Spice Road Spices
Artisan Spice Merchants

The Art of Flavour


Herb Crusted Salmon with Sumac, Mustard Seed, Cumin and Lemon - Salt Free


  • Serves 4

  • 400g x Atlantic Salmon, about 4 x 100g each piece

  • Olive oil - best quality

  • 2 x Tablespoons Sumac

  • 1 x Tablespoon Cumin - freshly ground

  • 1/2 x Tablespoon Yellow Mustard seeds - freshly ground. See note

  • 1/2 x Teaspoon Black Pepper

  • Freshly squeezed lemon juice

  • To order the Spices go to Spices


In a mixing bowl add all the herbs and spices and a little olive oil to give a nice paste.

Pat dry the salmon pieces then liberally coat each piece with the paste and refrigerate for at least 30 minutes.
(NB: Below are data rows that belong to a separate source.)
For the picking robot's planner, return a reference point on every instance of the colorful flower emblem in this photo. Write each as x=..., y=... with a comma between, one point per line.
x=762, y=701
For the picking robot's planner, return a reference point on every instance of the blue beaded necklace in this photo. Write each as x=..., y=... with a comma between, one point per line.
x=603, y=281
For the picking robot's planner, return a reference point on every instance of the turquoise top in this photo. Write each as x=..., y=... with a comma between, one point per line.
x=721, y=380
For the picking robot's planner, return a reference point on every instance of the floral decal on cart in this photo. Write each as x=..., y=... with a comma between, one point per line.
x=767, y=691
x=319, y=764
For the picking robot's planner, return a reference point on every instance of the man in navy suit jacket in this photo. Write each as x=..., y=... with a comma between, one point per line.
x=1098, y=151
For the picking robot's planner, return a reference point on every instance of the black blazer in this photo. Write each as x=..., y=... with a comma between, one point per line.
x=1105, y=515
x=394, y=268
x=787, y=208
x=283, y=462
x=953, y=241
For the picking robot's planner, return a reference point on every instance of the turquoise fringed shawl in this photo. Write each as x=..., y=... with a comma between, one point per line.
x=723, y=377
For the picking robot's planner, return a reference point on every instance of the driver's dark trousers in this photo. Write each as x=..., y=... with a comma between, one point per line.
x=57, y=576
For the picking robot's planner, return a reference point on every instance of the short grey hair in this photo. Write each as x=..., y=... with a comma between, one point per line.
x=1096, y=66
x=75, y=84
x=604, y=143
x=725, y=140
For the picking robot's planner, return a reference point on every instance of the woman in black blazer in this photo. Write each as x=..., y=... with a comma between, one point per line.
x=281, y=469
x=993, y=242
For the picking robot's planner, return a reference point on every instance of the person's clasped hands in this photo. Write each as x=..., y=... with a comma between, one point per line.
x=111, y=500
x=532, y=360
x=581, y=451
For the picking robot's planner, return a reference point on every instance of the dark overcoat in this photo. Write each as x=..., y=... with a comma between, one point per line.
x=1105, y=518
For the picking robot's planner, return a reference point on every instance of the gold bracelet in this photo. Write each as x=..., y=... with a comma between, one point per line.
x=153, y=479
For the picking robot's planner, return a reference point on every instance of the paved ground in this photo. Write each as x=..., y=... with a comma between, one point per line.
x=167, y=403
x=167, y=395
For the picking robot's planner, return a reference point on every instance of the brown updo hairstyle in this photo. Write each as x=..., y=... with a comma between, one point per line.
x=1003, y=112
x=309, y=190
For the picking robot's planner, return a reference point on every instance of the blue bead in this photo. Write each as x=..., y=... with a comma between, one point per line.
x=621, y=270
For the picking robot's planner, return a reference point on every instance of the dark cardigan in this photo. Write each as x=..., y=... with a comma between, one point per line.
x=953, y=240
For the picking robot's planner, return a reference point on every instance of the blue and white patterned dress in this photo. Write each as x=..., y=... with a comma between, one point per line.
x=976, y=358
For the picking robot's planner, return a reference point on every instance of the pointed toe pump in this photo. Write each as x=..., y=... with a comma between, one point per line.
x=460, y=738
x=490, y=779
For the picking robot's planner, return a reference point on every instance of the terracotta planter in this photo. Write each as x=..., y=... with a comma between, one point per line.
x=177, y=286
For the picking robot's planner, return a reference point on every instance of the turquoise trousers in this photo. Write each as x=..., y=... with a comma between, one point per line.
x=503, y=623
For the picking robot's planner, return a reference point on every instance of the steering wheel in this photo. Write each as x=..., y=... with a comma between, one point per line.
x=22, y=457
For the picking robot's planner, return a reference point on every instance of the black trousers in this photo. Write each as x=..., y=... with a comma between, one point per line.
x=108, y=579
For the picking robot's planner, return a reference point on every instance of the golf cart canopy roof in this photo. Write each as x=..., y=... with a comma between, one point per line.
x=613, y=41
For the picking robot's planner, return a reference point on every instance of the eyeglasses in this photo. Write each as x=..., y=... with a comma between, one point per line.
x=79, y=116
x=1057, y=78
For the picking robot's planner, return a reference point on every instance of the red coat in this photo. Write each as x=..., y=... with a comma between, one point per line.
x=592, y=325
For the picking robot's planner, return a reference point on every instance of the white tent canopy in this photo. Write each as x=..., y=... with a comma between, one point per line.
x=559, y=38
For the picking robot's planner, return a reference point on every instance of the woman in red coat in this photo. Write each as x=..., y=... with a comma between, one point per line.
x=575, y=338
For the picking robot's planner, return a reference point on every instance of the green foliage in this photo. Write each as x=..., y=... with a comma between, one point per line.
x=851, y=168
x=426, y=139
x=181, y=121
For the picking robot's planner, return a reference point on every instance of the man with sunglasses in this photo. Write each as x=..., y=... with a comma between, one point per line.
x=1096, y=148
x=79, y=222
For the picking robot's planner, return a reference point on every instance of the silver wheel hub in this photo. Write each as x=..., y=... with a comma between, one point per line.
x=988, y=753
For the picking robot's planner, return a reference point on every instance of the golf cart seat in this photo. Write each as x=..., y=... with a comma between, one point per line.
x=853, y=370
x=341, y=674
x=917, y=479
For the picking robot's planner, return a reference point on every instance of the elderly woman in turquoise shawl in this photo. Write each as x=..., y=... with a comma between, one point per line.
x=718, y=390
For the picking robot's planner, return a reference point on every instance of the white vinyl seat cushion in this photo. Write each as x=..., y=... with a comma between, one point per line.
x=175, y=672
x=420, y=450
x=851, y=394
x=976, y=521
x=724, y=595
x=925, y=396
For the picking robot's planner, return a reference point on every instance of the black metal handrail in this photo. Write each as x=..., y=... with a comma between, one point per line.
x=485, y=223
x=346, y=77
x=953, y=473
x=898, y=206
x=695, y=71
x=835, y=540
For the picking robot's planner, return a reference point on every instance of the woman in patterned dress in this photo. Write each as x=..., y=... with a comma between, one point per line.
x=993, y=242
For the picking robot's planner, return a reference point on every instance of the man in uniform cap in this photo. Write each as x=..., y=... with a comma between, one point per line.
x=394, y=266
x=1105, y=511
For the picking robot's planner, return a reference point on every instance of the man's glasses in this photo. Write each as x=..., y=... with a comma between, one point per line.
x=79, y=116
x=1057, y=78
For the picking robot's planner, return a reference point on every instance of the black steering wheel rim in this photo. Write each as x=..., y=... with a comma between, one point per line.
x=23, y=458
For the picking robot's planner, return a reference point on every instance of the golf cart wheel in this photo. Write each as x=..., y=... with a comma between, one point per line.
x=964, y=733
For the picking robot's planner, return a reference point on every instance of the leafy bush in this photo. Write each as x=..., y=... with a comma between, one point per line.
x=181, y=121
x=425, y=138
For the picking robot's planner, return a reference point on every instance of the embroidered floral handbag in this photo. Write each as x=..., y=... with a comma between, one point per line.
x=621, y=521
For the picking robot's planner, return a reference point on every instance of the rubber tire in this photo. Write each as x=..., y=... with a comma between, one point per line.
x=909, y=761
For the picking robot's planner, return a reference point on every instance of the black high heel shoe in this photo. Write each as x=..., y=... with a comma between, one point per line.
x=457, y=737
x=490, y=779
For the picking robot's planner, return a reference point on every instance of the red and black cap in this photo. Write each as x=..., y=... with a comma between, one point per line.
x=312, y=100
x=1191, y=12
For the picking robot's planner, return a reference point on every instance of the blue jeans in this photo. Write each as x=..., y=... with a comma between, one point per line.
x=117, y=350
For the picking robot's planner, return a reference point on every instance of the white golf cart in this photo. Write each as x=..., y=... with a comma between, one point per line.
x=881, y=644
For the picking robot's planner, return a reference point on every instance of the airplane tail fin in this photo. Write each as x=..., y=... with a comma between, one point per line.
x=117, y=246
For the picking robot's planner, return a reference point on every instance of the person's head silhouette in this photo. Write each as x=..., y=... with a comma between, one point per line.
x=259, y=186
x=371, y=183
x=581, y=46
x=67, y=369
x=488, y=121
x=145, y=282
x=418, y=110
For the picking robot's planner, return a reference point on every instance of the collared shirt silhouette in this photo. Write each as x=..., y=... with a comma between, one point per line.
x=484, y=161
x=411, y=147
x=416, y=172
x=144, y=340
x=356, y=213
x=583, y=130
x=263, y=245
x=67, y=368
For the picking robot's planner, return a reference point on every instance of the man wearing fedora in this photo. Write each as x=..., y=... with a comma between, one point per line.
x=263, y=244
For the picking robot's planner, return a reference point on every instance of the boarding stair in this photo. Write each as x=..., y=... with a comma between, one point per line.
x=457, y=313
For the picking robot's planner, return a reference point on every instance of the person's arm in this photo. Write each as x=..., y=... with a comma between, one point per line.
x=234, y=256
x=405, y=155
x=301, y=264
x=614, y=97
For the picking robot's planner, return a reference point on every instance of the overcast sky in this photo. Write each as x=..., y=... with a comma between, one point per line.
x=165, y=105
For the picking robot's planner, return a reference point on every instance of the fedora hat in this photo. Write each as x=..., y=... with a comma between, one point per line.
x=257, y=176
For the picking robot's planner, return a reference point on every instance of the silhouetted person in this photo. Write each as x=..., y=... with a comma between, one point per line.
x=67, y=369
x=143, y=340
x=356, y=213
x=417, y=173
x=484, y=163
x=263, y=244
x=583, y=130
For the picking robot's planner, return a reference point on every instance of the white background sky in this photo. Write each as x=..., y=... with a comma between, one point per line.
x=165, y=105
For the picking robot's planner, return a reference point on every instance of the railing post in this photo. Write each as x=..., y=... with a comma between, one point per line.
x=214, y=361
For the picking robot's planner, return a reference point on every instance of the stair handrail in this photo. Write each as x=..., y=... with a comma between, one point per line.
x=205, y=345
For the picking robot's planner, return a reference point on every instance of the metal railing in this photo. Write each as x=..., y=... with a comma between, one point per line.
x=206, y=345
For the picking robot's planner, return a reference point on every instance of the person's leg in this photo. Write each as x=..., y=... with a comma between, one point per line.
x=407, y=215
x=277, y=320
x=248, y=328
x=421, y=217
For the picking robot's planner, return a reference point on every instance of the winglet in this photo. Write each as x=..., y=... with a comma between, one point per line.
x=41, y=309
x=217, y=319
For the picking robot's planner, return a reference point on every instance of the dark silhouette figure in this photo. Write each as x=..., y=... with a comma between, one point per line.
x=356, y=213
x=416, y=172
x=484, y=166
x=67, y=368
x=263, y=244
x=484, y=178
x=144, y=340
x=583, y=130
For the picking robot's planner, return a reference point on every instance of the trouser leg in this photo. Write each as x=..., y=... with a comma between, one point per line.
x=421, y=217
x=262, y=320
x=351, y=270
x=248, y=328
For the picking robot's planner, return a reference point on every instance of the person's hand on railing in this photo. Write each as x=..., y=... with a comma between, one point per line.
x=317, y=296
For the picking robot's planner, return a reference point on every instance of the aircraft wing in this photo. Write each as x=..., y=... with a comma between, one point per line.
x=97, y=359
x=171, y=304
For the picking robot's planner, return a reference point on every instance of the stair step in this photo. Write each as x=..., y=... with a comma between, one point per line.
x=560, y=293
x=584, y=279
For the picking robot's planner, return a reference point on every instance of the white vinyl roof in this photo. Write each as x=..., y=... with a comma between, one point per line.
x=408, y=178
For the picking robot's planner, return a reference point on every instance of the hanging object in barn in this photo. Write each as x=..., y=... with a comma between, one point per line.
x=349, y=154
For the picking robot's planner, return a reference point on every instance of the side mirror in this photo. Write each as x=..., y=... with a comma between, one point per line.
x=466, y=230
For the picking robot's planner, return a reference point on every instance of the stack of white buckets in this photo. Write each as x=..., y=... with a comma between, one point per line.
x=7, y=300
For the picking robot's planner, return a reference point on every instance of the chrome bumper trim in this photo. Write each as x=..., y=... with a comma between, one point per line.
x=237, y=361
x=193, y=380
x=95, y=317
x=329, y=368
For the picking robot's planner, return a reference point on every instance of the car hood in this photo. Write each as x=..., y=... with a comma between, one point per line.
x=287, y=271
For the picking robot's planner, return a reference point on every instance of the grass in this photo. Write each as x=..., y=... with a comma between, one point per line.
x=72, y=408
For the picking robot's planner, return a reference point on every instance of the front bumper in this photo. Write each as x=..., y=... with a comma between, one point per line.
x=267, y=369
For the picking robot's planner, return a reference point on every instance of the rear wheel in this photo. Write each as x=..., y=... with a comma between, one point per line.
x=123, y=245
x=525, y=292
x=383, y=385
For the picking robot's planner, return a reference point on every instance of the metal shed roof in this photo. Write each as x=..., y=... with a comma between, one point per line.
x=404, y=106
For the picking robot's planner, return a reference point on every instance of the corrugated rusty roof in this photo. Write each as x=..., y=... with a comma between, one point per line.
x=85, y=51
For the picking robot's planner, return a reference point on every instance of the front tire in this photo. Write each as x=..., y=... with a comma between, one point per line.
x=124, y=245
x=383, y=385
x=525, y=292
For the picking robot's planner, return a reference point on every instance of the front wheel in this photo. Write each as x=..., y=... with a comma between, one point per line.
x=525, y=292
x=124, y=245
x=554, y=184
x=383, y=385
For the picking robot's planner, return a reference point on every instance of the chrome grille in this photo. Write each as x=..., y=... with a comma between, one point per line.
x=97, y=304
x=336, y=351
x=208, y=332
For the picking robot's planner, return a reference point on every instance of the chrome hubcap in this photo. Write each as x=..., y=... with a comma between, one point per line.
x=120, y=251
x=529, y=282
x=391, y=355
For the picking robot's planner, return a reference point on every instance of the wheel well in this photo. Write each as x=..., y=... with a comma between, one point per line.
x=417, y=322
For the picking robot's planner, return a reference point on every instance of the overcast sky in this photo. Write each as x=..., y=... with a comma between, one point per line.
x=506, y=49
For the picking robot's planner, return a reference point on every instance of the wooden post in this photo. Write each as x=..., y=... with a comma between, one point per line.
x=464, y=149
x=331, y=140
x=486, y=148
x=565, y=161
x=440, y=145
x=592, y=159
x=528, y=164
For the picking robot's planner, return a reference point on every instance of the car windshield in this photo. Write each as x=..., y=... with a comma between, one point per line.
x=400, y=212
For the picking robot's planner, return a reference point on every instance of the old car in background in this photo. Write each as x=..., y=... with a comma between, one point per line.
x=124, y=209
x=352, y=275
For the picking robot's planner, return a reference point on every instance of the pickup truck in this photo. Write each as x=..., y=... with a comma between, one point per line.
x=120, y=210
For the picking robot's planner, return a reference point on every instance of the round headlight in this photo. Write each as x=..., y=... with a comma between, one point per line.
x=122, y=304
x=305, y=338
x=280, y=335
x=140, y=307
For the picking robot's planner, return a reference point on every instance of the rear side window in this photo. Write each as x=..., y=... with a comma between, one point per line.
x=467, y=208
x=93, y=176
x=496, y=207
After refrigerating allow to return to room temperature.

In a heavy based pan add olive oil and heat to just before smoking.

Then carefully place the salmon pieces, spice coated side down, press lightly and sauté for around 5 minutes. Flip over for a further 2 minutes or to your degree of doneness then add the lemon juice before serving.

Important: Essential the yellow mustard seed is ground just before serving. A mortar and pestle would work well.

Comments: The salmon is always best slightly pink in the middle.